The conference is expected to help build momentum for the global Divest Invest movement by convening cities, faith-based organisations, foundations and universities for an interactive program that provides tools and resources to align capital with climate goals.

Its organisers also expect to provide, through the conference, a platform for new Divest Invest announcements and for the release of a high-level statement from movement leaders challenging the global community to leave fossil fuels in the ground.

The other objective of the conference would be to showcase the movement’s increasing foothold in the Global South, underscoring the urgent need for investments that help developing nations leapfrog dirty development and provide clean energy access.

Since its launch by students as a call to climate action in 2011, the fossil fuel divestment campaign has become a rapidly growing movement that has mobilised trillions of dollars to accelerate the transition away from fossil fuels and to support the clean energy transition.

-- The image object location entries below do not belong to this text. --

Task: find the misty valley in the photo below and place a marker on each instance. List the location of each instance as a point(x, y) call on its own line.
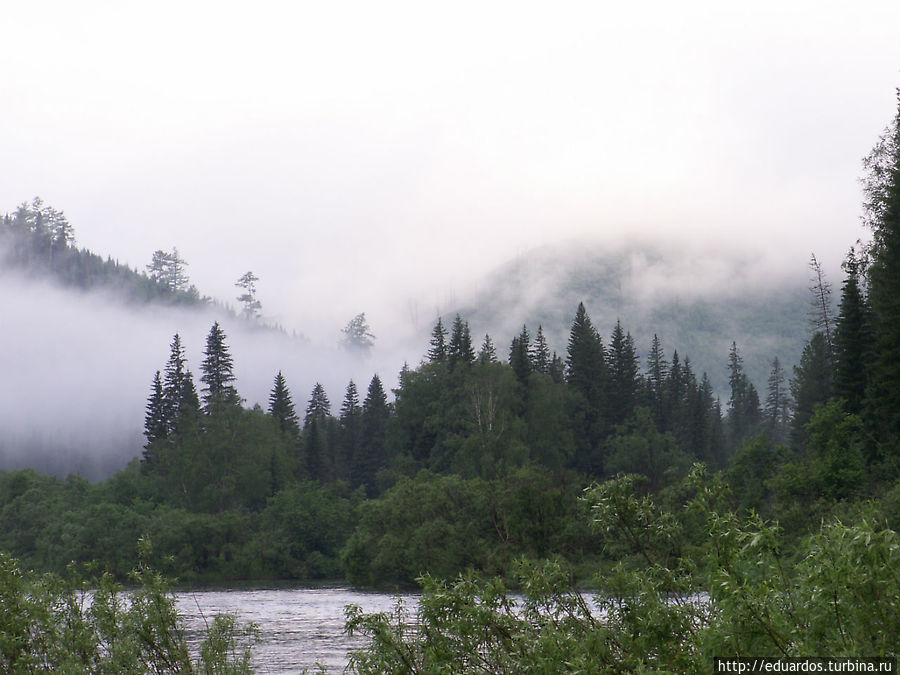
point(498, 478)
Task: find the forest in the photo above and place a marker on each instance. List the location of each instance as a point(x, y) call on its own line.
point(534, 470)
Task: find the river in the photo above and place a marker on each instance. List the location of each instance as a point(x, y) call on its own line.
point(299, 627)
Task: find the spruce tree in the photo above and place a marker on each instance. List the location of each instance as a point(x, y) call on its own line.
point(882, 187)
point(281, 408)
point(350, 424)
point(812, 384)
point(540, 353)
point(460, 350)
point(777, 409)
point(487, 354)
point(586, 375)
point(519, 355)
point(437, 351)
point(372, 456)
point(218, 375)
point(624, 376)
point(657, 374)
point(853, 343)
point(155, 426)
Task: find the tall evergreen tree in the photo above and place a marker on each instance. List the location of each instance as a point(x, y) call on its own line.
point(519, 355)
point(882, 188)
point(586, 374)
point(540, 353)
point(437, 351)
point(743, 405)
point(777, 409)
point(373, 455)
point(460, 350)
point(624, 375)
point(657, 375)
point(281, 408)
point(219, 392)
point(350, 420)
point(811, 385)
point(487, 354)
point(853, 343)
point(155, 426)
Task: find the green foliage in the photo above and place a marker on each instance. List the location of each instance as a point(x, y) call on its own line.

Today, more than 1,000 investors marshalling $8 trillion in assets have committed to divest, an increase of over 15,000% since 2014 when commitments stood at $52 billion. Increasingly, institutions are also tilting their portfolios towards climate solutions in renewable energy, efficiency, clean energy access and sustainable food and water programs.

The movement is having a material impact on the fossil fuel industry, as evidenced by the open admission by companies like Shell, that divestment poses a risk to their business, with the potential to impact share price and access to capital. Goldman Sachs recently said it “believes that the coal divestment movement has been a key driver of the coal sector’s 60% de-rating over the past five years.” Divestment campaigners around the world are pursuing sophisticated strategies targeting pension funds, insurance companies, cities, universities, faith groups and, most recently, asset managers.

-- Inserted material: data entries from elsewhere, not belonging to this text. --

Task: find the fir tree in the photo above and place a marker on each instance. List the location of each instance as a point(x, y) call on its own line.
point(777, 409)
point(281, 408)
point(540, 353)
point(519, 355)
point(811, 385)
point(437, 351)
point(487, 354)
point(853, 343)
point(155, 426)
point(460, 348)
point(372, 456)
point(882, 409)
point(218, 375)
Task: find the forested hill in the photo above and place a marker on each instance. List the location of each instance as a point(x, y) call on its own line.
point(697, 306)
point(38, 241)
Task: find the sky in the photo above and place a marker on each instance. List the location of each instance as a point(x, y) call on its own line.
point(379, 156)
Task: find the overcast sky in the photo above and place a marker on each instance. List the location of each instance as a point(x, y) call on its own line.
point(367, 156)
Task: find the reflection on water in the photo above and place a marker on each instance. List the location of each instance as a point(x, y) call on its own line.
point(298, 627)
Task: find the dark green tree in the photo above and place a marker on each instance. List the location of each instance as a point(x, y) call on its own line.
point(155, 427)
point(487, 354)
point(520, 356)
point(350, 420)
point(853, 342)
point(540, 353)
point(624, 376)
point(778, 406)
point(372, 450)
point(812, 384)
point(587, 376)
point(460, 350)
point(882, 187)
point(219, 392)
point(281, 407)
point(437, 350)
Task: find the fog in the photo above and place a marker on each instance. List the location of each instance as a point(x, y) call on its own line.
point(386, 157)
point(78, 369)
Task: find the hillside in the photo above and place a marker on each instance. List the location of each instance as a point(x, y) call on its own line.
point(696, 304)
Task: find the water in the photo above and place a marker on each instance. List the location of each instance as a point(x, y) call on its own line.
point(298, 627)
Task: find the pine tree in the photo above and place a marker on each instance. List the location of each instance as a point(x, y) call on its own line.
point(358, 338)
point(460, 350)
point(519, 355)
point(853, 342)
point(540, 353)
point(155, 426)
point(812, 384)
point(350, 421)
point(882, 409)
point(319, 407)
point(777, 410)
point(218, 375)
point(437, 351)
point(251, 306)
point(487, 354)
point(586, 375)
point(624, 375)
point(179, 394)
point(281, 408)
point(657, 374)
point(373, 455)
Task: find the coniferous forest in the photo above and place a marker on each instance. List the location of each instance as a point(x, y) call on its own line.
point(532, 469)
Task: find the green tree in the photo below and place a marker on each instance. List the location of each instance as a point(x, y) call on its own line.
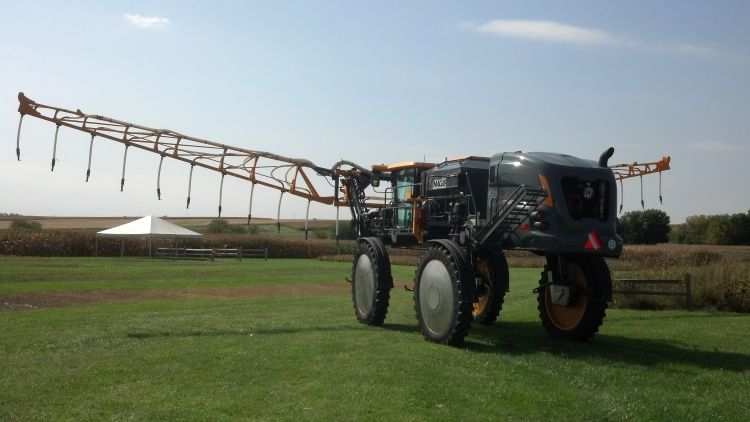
point(722, 229)
point(644, 227)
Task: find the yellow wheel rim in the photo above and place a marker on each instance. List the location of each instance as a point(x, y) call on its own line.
point(567, 318)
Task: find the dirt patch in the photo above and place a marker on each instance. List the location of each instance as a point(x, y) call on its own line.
point(23, 301)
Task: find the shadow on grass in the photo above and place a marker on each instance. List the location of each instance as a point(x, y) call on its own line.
point(517, 338)
point(520, 338)
point(244, 332)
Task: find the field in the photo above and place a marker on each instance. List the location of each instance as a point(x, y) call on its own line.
point(86, 338)
point(101, 223)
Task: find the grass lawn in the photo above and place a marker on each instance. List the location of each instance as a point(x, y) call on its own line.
point(141, 339)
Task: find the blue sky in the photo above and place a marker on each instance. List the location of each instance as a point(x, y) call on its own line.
point(376, 82)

Yet, while divestment remains dynamic and full of impact, the challenges are daunting: The Intergovernmental Panel on Climate Change (IPCC) recently published a special report on 1.5 degrees that said civilisation had about a decade left to avoid catastrophic harm, adding that nothing short of “rapid and far-reaching transitions in energy, land, urban infrastructure, and industrial systems” are needed now. While most countries in the world are committed to the Paris Agreement on paper, policies to support the clean energy transition often lag far behind the rhetoric.

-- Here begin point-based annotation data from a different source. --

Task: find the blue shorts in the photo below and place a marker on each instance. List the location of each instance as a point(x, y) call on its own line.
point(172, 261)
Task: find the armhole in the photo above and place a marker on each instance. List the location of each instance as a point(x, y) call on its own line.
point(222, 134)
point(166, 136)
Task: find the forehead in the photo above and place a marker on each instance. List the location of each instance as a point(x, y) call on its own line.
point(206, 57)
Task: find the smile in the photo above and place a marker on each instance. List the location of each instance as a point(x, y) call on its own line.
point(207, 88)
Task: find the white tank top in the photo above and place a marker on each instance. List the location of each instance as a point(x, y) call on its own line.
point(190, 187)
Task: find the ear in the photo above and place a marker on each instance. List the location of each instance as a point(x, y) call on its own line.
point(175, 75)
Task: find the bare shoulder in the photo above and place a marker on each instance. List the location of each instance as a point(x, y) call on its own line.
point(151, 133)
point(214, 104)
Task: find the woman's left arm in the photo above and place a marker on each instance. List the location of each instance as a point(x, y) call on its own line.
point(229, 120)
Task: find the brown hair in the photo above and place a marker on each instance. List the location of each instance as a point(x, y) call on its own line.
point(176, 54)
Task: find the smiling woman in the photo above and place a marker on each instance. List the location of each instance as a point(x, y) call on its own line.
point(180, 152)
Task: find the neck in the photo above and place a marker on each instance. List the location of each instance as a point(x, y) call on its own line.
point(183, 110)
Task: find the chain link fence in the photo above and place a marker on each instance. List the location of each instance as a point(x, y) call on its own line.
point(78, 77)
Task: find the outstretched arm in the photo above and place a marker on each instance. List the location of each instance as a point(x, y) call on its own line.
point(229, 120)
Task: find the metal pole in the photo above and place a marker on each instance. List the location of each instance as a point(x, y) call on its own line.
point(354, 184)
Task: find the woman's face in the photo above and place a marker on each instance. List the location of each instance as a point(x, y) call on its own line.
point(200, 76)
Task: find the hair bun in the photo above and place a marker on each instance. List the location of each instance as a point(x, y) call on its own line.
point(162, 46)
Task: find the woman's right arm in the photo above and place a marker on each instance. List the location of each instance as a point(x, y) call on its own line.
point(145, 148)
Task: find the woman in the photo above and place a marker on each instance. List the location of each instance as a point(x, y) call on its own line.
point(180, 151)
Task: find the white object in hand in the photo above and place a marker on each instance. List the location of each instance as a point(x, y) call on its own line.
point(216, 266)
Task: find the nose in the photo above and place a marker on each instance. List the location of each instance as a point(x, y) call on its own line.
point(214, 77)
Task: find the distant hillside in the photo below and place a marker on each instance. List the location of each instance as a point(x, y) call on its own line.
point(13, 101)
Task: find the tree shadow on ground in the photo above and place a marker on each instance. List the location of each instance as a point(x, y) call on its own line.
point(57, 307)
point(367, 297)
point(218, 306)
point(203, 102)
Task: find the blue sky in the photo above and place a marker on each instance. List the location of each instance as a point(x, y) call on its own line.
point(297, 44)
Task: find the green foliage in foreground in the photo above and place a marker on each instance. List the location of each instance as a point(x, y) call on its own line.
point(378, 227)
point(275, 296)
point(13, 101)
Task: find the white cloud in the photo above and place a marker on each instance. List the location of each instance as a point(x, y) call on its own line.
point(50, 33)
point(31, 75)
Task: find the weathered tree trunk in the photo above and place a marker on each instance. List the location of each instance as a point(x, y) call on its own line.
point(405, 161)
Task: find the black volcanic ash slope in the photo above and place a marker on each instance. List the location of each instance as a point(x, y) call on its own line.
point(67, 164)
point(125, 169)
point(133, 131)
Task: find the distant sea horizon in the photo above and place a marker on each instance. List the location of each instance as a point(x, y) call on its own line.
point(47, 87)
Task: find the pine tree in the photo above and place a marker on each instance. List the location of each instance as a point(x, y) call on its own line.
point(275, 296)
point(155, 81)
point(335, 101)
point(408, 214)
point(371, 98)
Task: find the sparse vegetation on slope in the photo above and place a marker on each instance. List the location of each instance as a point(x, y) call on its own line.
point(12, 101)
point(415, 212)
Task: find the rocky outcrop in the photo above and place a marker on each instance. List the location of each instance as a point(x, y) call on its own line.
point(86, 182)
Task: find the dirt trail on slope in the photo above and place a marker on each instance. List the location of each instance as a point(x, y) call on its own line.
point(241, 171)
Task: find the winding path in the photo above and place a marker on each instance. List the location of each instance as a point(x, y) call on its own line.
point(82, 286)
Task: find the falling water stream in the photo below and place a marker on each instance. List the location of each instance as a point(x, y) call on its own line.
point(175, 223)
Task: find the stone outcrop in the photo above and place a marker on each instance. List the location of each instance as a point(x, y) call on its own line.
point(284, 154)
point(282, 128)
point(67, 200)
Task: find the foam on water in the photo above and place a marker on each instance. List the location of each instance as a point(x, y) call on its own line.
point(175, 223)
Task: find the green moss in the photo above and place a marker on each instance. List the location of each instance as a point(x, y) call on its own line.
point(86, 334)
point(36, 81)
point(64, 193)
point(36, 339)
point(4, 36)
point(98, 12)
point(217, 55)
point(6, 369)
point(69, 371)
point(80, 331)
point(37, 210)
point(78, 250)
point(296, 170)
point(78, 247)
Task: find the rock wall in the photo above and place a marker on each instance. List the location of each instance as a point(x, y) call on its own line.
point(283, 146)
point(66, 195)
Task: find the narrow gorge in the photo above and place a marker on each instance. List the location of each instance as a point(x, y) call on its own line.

Investors, with their trillions of dollars in assets, have the power to move faster than governments and catalyse the transition by shifting their capital out of the problems and into the solutions now. In so doing, they steer the backbone of politicians and policymakers to accelerate their own progress by giving them comfort that a mobilised constituency has their backs. Fossil fuel divestment and clean energy investment is more important than ever.

Why South Africa

South Africa is uniquely situated to host the conference, as divestment was used successfully as a tactic against the Apartheid government. The boycott and sanctions campaign raised awareness about the evil of the apartheid regime and built international solidarity. South Africa has played an influential role in the international climate talks, and hosted the 17th Conference of the Parties in December 2011. Cape Town is also significant as the first city in the Global South to have committed to divest from fossil fuels. Climate impacts are front and centre: Cape Town was recently brought to the brink by a severe water shortage brought on by a climate change-fueled drought. The country also recently suffered after heavy rains caused havoc in KwaZulu Natal and Eastern Cape Provinces, causing flooding and mudslides. Up to 80 lives were lost and many displaced to collective shelters. Several houses, religious structures and roads were also destroyed in the flooding that took place in May this year. Climate change was blamed for a lot of the losses incurred.